We are on the oldest 767 in operation, flying an excruciating 16-hour route on frequent flyer tickets to Madrid via Dallas-Ft. Worth. The plane is unbearably hot. There are only those tiny old style TVs playing something that looks like the original ‘Cars’ movie. The flight attendants are a little surly. And of course we are in coach.
That’s right. The food is terrible and the portions are so small. We are headed to Madrid for free and complaining about it.
The truth is, we love it. The tougher it is, the better. Lily jokes with the attendant “Do you have any Happy Meals?” We all have our electronics, headphones and books to entertain us anyway – although the seat back screens have become so ubiquitous that you miss them dearly when they are gone.
And we have Amanda to entertain us. This is Amanda’s first trip with us and we thought she would be really sorry. But here she is throwing Emma down and fighting Lily to get into the girls room first. She’s going to give us a fight.

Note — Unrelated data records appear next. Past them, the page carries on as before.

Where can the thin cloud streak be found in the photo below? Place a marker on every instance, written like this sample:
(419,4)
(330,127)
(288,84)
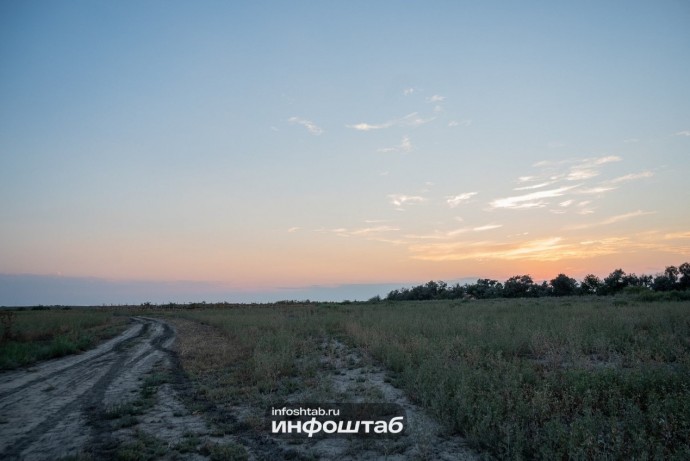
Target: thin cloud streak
(457,200)
(612,220)
(308,124)
(411,120)
(529,200)
(399,200)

Spain is the third European country we’ve done this year, and it’s a big change from the developing and exotic destinations of the past several years. There are a few reasons for that. One is that London was my work location for much of the year. But I might have come to Europe anyway.
It’s also a little easier, and honestly, I wasn’t so sure I would do it very well as a single dad. The other is that Europe is really an adult place. Kids easily’get’ safari in Tanzania, mummies in Luxor, jungle temples in Cambodia, but Churches, artwork and cafes? Not as quickly.
Trish and I did a four week Europe trip in 2006 as a ‘test’ and we mostly spent our time in playgrounds and ordering pizza. It was successful but our standards at the time, and ambitious with a 3-year old, Lily. But it made us realize Europe would be better in the future.
Madrid Modern Art
That theory was tested quickly as we touched down, bused to the Madrid central station ‘Atocha’, stored our stuff in luggage lockers, and walked the short walk to the Reina Sofia museum of Modern Art. Inside is some of the worlds greatest 20th century art, including Dali and Picasso.
And it proves mostly true. Emma and Lily eagerly walked for at least two hours looking at early modern art, and listening to my often incorrect guesses (and better informed interpretations using Wikipedia.) We covered the Spanish Civil war, the use of new media in modern sculpture, the exploration of the subconscious mind, political themes and abstract art. Emma in particular is developing intellectually so quickly.
Guernica stopped both in their tracks, and they just looked and looked. I’ve wanted to see it in person since college.
We don’t even get a day in Madrid, just an afternoon of art and lots of jet lag coffee, including one Amanda had to drink to make change to pay for the public toilet (which seems counterproductive since coffee makes you pee.)
Our train leaves Atocha railway station at 4pm. The hustle and swirl, intensity and grit, of European train stations are archetypal travel experiences like nowhere else in the world (or that we have ever been anyway.) The girls and I talk a little about the industrial revolution and trains.
The Atocha station has been the site of both renewal and tragedy. After one hundred years of gradual decay following the 1892 building, the interior of the concourse was redesigned elaborately with shops and huge tropical plants in the mid 90’s.
But in 2004, almost 200 people were killed here in a terrorist attack, possibly connected to Al Queda. The bombing and investigation are widely believed to have been conducted poorly – and there are many conspiracy theories surrounding the attack.
Amanda’s is a fluent Spanish speaker, who spent junior year here in the 90’s. She makes ordering food a lot easier, since the girls always want something slightly modified from the menu. (No cheese!, No Mayo! No vegetables!) Here she is ‘helping’ us figure out where car number cinco is. (It was just past car ‘seis’. I think we would have figured that one out, Amanda.)
I meant to get us tickets on the fast train, but failed. So we have a four hour ride to Granada, which means Pomegranate in spanish. The train is old but not uncomfortable, and fairly empty. I nap, get coffee, nap, get coffee and nap three or four times until we arrive.
At the Granada station we are picked up by the Air BnB hosts, and driven through the windy dark streets of the muslim quarter. Our apartment is right in the center of it all, which will be awesome for walking and exploring. Sadly the AirBnB is pretty cold and sparse. We run out of hot water for showers quickly and the power goes off when we try to run all the electric heaters.
But we’re in Spain and travelling again. We love it.